Après le match, remporté 5-3 par les Canucks, même s'ils s'étaient donné une avance de 3-0 après 40 minutes de jeu, les journalistes s'étaient attroupés autour du capitaine pour obtenir ses commentaires.

Affichant son calme légendaire, il a répondu à toutes les questions des scribes. Même à celles du journaliste de La Presse, qui a davantage l'habitude d'interroger le premier ministre Stephen Harper ou le chef libéral Michael Ignatieff sur les dossiers chauds de la politique canadienne que de bombarder de questions des joueurs dans un vestiaire.

«Il faut travailler fort pendant 60 minutes. Ils ont des joueurs talentueux et ils peuvent marquer des buts. Il est important de continuer à attaquer, peu importe notre avance comme on l'a fait durant les 40 premières minutes», a lancé le capitaine aux journalistes en guise de premier commandement que doit respecter tout joueur qui se respecte.

Est-ce le fait d'être justement capitaine d'une équipe augmente la pression sur ses épaules durant les présentes séries? «Bien sûr que non. Cela fait partie du sport. Dans le hockey, il y a toujours de la pression. Il faut juste savoir composer avec ça. Et il n'y a pas de problème!», a-t-il répondu à La Presse.

Les coéquipiers de Luongo voient les choses de la même façon. «Il est un véritable rocher devant le filet. C'était 3-3 et le reste de l'équipe ne jouait pas tellement bien et il n'a jamais exprimé ses frustrations. Cela a permis à l'équipe de se regrouper et de remporter le match», lance d'un trait le petit joueur de centre Kyle Wellwood, le visage tuméfié après le match, atteint au visage par un coup d'un joueur des Blackhawks.
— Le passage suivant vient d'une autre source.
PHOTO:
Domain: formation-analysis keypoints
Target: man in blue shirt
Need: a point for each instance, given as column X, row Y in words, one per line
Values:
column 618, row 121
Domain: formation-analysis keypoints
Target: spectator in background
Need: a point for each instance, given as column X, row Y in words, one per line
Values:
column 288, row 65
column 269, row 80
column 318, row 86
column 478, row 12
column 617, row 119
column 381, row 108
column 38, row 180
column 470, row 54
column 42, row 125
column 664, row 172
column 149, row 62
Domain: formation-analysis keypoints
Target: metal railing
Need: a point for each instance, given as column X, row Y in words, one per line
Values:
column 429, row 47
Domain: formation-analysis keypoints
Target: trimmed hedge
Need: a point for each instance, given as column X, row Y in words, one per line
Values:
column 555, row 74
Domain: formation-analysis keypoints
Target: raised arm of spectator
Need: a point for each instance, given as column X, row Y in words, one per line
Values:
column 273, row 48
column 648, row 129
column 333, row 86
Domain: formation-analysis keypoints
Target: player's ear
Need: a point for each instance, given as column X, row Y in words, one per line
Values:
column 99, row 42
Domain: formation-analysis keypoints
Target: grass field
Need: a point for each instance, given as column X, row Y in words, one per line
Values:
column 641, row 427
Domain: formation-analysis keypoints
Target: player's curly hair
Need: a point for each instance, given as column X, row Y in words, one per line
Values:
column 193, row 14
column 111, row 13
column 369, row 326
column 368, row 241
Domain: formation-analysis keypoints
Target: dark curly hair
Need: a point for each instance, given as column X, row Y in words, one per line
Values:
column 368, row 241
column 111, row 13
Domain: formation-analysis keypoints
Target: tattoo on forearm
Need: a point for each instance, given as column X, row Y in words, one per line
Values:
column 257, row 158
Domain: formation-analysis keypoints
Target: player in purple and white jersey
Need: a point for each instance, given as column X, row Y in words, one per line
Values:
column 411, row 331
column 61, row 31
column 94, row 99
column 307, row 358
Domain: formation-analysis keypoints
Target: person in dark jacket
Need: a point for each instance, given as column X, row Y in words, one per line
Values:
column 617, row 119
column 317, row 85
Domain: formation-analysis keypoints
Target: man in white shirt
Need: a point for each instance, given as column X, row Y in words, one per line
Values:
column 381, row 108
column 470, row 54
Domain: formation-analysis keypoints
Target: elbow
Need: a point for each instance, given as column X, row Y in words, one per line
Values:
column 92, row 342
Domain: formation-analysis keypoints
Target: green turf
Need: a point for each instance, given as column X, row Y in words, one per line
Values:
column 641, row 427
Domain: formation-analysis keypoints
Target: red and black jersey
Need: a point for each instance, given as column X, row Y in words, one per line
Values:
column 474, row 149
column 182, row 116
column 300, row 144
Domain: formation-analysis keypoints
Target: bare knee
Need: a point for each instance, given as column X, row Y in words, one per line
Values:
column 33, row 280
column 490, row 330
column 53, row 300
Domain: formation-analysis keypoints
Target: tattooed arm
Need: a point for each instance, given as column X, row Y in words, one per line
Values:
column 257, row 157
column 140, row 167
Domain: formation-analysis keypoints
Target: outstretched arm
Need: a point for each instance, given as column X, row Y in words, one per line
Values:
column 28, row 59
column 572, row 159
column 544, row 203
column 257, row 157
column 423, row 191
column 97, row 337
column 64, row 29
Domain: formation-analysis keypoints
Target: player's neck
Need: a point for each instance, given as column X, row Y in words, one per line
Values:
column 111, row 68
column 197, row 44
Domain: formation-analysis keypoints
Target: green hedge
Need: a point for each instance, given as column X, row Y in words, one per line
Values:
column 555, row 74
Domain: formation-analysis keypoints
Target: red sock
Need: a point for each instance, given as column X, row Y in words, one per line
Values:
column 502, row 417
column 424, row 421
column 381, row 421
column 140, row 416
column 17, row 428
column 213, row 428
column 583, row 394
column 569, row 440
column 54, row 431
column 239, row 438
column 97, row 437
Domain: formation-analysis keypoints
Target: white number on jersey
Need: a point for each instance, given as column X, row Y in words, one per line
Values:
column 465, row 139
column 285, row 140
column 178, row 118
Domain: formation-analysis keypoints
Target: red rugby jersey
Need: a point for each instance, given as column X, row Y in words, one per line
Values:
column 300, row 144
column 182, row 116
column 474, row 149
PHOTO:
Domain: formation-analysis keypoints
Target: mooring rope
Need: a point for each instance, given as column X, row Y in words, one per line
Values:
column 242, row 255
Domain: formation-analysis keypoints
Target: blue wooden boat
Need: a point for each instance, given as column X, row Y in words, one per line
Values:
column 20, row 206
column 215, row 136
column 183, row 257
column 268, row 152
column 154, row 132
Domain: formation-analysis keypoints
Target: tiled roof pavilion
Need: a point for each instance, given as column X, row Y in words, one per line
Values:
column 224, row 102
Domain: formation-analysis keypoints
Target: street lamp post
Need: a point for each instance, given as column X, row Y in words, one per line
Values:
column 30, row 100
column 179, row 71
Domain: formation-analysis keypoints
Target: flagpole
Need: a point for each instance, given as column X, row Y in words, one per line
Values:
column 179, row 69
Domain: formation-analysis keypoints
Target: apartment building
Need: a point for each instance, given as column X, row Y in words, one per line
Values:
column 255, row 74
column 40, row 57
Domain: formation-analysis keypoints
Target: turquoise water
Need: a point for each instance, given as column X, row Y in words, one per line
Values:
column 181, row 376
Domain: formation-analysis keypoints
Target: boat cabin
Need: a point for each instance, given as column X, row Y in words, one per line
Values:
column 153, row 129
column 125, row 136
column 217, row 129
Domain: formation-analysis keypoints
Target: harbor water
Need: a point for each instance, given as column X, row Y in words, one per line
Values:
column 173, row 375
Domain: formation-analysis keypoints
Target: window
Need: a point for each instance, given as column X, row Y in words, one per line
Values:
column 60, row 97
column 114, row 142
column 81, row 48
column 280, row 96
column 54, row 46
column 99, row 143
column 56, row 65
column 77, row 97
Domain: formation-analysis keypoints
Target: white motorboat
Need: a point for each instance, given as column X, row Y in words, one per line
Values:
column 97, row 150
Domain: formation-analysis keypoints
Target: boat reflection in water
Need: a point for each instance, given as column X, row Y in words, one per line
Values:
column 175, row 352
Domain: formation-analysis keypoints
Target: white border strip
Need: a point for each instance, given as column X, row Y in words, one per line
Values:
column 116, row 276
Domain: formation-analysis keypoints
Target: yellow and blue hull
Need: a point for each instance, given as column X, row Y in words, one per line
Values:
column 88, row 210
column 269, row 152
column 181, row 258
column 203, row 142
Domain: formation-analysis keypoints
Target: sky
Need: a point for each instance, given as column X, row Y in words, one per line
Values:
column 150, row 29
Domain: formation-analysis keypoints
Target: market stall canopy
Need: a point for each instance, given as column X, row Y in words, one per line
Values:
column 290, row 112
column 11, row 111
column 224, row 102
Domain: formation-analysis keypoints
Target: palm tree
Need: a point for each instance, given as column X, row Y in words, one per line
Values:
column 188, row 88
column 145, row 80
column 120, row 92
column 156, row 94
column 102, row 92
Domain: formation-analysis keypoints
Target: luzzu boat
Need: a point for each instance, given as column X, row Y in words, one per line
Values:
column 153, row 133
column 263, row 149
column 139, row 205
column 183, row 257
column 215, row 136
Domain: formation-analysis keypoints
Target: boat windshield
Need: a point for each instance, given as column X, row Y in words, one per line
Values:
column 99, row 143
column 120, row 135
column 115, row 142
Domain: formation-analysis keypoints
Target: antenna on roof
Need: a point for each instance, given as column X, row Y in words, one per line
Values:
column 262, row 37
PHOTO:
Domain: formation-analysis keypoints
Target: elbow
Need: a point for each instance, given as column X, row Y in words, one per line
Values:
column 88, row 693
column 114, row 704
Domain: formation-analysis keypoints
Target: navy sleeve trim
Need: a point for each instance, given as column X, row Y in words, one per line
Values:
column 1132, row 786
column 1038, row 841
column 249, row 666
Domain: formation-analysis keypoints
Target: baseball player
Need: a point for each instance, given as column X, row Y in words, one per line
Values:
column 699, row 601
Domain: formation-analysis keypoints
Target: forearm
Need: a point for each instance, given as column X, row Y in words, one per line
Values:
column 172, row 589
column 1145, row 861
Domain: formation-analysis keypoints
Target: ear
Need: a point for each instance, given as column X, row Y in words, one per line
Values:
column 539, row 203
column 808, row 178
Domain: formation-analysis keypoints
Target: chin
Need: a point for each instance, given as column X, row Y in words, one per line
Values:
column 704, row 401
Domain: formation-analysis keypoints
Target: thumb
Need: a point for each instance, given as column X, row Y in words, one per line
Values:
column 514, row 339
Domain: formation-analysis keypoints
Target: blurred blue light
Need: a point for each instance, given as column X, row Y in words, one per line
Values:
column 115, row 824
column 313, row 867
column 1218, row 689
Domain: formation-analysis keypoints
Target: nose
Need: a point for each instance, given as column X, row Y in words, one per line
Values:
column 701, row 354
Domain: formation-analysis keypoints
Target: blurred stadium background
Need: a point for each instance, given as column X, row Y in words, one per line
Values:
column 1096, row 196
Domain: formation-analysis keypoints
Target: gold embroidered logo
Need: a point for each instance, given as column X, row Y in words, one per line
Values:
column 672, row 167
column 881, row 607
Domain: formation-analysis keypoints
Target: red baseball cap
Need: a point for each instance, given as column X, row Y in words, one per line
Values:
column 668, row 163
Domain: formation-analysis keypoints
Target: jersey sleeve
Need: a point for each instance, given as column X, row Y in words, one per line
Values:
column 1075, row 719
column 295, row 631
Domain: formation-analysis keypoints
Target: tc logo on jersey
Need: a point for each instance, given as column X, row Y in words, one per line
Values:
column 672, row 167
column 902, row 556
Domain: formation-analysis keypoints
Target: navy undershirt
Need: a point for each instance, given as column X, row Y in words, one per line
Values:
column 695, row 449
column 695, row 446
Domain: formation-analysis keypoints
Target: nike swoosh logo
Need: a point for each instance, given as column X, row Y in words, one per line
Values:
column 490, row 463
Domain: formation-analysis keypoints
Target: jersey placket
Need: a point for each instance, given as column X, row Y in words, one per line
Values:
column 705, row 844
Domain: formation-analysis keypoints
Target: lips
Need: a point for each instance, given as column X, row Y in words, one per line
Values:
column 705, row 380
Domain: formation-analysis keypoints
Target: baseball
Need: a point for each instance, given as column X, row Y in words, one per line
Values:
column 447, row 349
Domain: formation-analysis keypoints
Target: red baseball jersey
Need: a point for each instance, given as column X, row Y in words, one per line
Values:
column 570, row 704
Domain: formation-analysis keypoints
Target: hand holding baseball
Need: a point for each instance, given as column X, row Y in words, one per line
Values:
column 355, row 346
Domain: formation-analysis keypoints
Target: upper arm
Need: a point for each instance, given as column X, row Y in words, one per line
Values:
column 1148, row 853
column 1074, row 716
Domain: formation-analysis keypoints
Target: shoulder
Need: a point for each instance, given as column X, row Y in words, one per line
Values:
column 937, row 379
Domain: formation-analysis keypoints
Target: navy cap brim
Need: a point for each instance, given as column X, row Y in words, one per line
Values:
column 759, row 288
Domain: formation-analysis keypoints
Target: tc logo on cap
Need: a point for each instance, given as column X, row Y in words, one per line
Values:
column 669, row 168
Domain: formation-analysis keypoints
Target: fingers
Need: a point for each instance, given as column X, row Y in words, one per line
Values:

Pour l'entraîneur Alain Vigneault, le calme affiché par son capitaine, même lorsque la pression est forte, permettra à ses troupes de garder l'objectif ultime en tête: remporter la victoire à chaque match.

«Roberto est capable de rassurer ses coéquipiers et de montrer l'exemple. Il fait tout ce qu'il faut pour permettre à l'équipe d'avoir du succès. (...) Roberto se met déjà beaucoup de pression sur les épaules pour être le meilleur. Mais la façon dont il exerce son mandat de capitaine, c'est de donner l'exemple. Il est toujours le mieux préparé de l'équipe.»